English geologist and antiquary

Samuel Woodward (3 October 1790 – 14 January 1838), English geologist and antiquary, was born at Norwich.

He was for the most part self-educated. Apprenticed in 1804 to a manufacturer of camlets and bombazines, a taste for serious study was stimulated by his master, Alderman John Herring and by Joseph John Gurney. Becoming interested in geology and archaeology, he began to form the collection which after his death was purchased for the Norwich museum. In 1820 he obtained a clerkship in Gurney's (afterwards Barclay's) bank at Norwich, and Hudson Gurney and Dawson Turner (of Yarmouth), both fellows of the Royal Society, encouraged his scientific work.

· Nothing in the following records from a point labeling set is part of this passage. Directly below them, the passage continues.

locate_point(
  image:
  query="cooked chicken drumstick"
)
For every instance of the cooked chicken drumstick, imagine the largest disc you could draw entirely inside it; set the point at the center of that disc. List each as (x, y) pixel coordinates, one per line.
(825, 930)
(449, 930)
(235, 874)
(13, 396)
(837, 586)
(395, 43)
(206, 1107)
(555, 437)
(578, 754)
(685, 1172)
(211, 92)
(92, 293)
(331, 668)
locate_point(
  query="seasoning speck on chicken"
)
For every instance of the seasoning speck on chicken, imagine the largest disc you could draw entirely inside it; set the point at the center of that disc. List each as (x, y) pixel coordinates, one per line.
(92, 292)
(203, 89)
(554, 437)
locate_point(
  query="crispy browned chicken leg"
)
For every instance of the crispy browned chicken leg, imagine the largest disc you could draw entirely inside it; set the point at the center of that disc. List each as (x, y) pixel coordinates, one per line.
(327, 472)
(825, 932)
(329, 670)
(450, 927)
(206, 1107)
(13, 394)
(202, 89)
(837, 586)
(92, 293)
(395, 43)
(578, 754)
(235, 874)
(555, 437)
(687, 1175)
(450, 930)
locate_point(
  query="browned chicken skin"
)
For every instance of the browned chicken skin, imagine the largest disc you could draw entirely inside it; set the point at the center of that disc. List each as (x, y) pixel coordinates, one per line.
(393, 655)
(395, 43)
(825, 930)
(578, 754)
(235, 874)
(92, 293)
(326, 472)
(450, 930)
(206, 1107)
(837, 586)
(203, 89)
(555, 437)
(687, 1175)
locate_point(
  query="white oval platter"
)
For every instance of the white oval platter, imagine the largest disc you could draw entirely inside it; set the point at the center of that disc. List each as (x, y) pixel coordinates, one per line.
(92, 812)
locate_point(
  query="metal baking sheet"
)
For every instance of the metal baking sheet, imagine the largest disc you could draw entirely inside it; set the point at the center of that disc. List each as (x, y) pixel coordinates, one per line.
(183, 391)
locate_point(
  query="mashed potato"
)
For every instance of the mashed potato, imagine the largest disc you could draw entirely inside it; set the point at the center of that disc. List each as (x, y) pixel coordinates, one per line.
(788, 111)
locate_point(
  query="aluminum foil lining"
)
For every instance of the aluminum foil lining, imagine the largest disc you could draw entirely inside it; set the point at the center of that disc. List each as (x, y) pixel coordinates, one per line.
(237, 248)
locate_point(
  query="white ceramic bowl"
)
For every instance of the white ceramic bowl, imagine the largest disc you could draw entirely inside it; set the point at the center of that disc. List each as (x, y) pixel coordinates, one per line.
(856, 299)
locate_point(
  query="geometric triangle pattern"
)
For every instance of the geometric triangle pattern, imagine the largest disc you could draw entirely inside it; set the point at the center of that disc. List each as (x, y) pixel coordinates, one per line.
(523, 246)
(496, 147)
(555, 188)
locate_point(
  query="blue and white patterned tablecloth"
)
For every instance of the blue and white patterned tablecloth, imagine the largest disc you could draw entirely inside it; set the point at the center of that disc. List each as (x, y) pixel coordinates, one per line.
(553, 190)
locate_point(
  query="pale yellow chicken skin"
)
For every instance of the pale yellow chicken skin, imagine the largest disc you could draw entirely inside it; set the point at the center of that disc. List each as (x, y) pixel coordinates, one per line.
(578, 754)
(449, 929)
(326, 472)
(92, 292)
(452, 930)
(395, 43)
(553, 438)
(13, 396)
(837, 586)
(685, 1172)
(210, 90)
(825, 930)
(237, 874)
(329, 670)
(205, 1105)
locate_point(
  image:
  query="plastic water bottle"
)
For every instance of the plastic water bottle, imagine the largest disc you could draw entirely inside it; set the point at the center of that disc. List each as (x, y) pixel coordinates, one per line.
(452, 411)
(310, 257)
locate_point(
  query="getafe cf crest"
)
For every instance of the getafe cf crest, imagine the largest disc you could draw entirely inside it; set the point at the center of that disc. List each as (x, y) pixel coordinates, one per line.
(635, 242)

He communicated to the Archaeologia articles on the round church towers of Norfolk, the Roman remains of the country, etc., and other papers on natural history and geology to the Mag. Nat. Hist. and Phil. Mag.

He was author of:
- A Synoptical Table of British Organic Remains (1830), the first work of its kind in Britain
- An Outline of the Geology of Norfolk (1833)
- The Norfolk Topographer's Manual (1842) issued posthumously
- The History and Antiquities of Norwich Castle (1847) issued posthumously

His eldest son, Bernard Bolingbroke Woodward (1816–1869), was librarian and keeper of the prints and drawings at Windsor Castle from 1860 until his death. The second son, Samuel Pickworth Woodward (1821–1865), became in 1845 professor of geology and natural history in the Royal Agricultural College, Cirencester, and in 1848 was appointed assistant in the department of geology and mineralogy in the British Museum. He was author of A Manual of the Mollusca (in three parts, 1851, 1853 and 1856).
Samuel Woodward's youngest son, Henry was also a noted geologist.

See Memoir of S. Woodward (with bibliography) in Trans. Norfolk Nat. Soc. (1879), and of SP Woodward (with portrait and bibliography), Ibid. (1882), by HB Woodward.